O Estado é laico. E tem uma televisão pública. Sendo essa televisão do Estado, e sendo este laico, deverá o mesmo transmitir a eucaristia dominical? Há quem defenda que sim, e há quem defenda que não. Os primeiros alicerçam-se no facto da cultura do país ser católica e, consequentemente, o conteúdo televisivo que passa na RTP ser um espelho desta cultura. Os segundos consideram o contrário: ou seja, que um Estado laico não deve, em situação alguma, passar conteúdos religiosos.
A polémica ganhou asas após a leitura da Epístola de São Paulo aos Efésios em direto na Eucaristia Dominical da RTP, cuja passagem – não na íntegra – aqui reproduzimos: “As mulheres sejam submissas a seus maridos, como ao Senhor, pois o marido é o chefe da mulher, como Cristo é o chefe da Igreja” ou “assim como a Igreja é submissa a Cristo, assim também o sejam em tudo as mulheres a seus maridos”. Faz sentido, em 2021, o Estado patrocinar uma plataforma que transmita conteúdos como este? E o que quer isto dizer?
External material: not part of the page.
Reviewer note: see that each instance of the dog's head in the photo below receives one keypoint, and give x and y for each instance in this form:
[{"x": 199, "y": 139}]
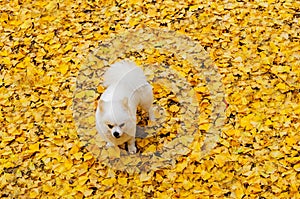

Deverá ser lido como uma metáfora, ou deverá ser lido à letra?
“A RTP deve ser privatizada” Ao i, Carlos Guimarães Pinto começa por dizer que a “RTP deve ser privatizada para que não se coloquem este tipo de problemas”. Na sua opinião, “é escusado termos uma TV gerida consoante os gostos momentâneos de quem decide dentro do Estado”. Havendo-a, há uma suscetibilidade de “estarmos sempre a dizer se se deve ou não transmitir isto ou aquilo” ou de debatermos “se este programa viola ou não a liberdade das pessoas”.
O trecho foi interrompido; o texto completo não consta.